利用者が操作することは少ないが、SIMスロットが確かに!

――これだけ多くのセンサー、歩行アシストに利用する以外の使い道は何がありますでしょうか?

 1年間使えば、センサーで取得した歩行データは膨大で、ビッグデータ処理が可能になります。平均の歩行速度、頻度、距離、歩幅がデータとして残っているので統計的に、1年、1ヵ月、1日で比較。そうすると健康状態まで見えてきます。脳梗塞を起こす可能性が高いまで、危険が察知できるほど、歩行は情報をもってきてくれます。去年は3日おきに歩いていて、歩幅はこれほどだったのに、今年になって3割減になって、まったく歩かなくなった。そうするとコールセンターから連絡がいくようなこともできます。

 ゆくゆくは同年代と比較するような行動履歴から分析することもできると思います。

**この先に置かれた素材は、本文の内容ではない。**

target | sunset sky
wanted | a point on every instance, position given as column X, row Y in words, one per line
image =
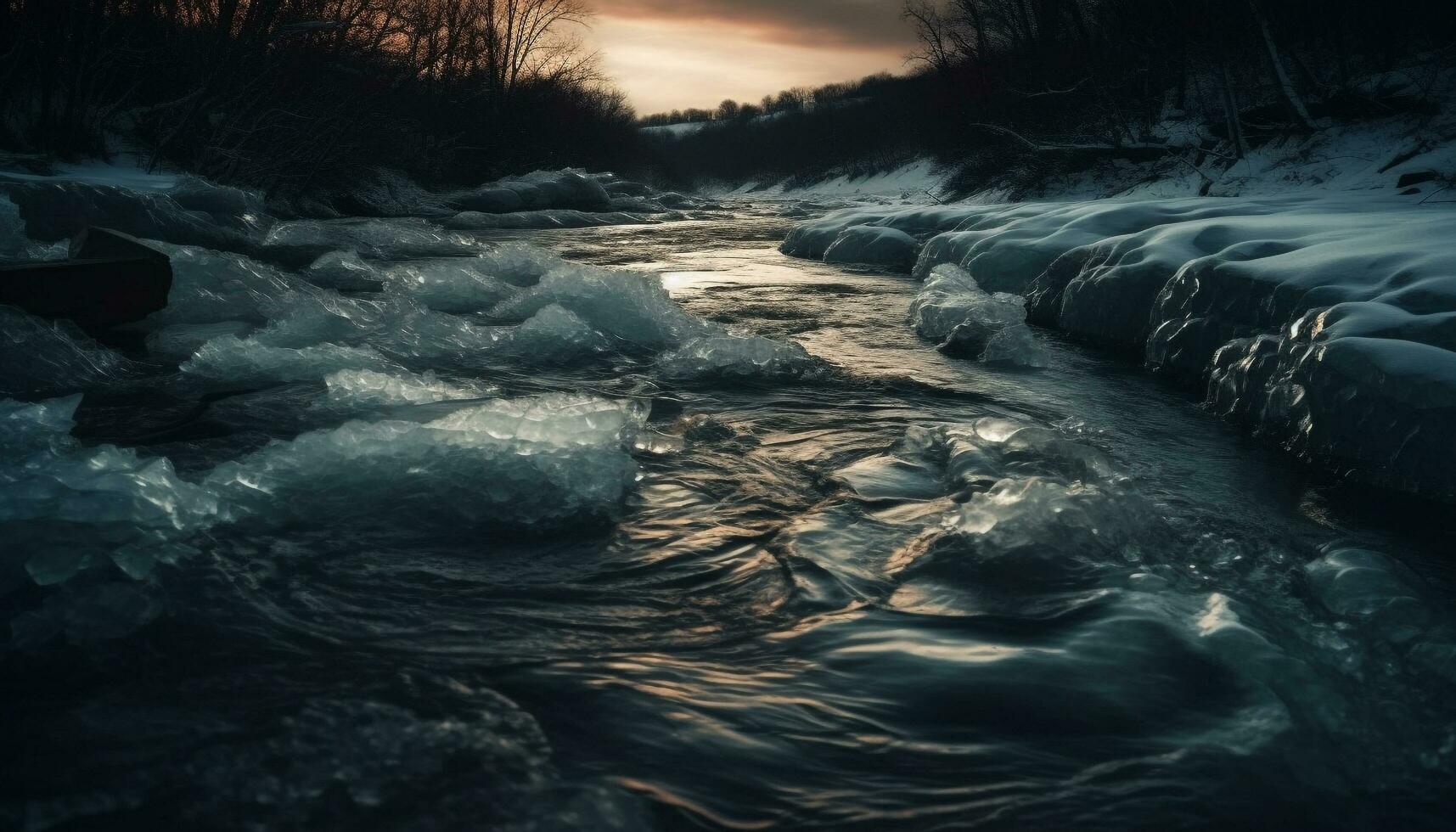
column 670, row 54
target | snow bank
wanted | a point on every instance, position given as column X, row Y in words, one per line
column 1324, row 321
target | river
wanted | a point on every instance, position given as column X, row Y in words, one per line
column 873, row 587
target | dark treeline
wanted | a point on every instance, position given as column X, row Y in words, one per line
column 291, row 95
column 853, row 127
column 1022, row 87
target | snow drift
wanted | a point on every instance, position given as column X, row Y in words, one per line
column 1323, row 321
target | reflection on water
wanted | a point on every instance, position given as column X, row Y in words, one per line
column 910, row 592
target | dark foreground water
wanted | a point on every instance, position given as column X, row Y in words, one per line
column 894, row 590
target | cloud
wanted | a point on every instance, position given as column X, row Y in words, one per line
column 807, row 24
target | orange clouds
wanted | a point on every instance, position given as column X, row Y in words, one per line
column 670, row 54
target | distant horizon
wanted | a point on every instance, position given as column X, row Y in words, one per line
column 741, row 50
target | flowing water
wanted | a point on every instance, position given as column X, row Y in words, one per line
column 883, row 590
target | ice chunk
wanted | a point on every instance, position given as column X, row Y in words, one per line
column 1369, row 586
column 32, row 426
column 301, row 242
column 250, row 362
column 181, row 340
column 625, row 305
column 344, row 270
column 210, row 287
column 951, row 296
column 356, row 390
column 551, row 219
column 536, row 191
column 40, row 356
column 1042, row 531
column 513, row 462
column 458, row 284
column 555, row 335
column 739, row 357
column 519, row 264
column 1015, row 346
column 65, row 508
column 874, row 245
column 891, row 478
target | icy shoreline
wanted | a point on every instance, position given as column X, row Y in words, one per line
column 1325, row 323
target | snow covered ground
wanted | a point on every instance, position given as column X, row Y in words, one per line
column 919, row 181
column 1325, row 319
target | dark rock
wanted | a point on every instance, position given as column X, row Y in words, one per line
column 111, row 278
column 59, row 211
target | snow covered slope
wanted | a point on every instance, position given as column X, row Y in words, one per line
column 1327, row 321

データから自動的に検索を走らせることで、よりいいアドバイスをすることはすごく簡単にできます。たとえばスマホゲームは瞬間的に多くのデータを分析して反映している。それを高齢者にやると同じくらい価値を与えられると考えています。

シンプルでわかりやすい操作パネル。

――まさにIoTの正しい方向性を感じました。今後、やっていきたいことはなんでしょうか?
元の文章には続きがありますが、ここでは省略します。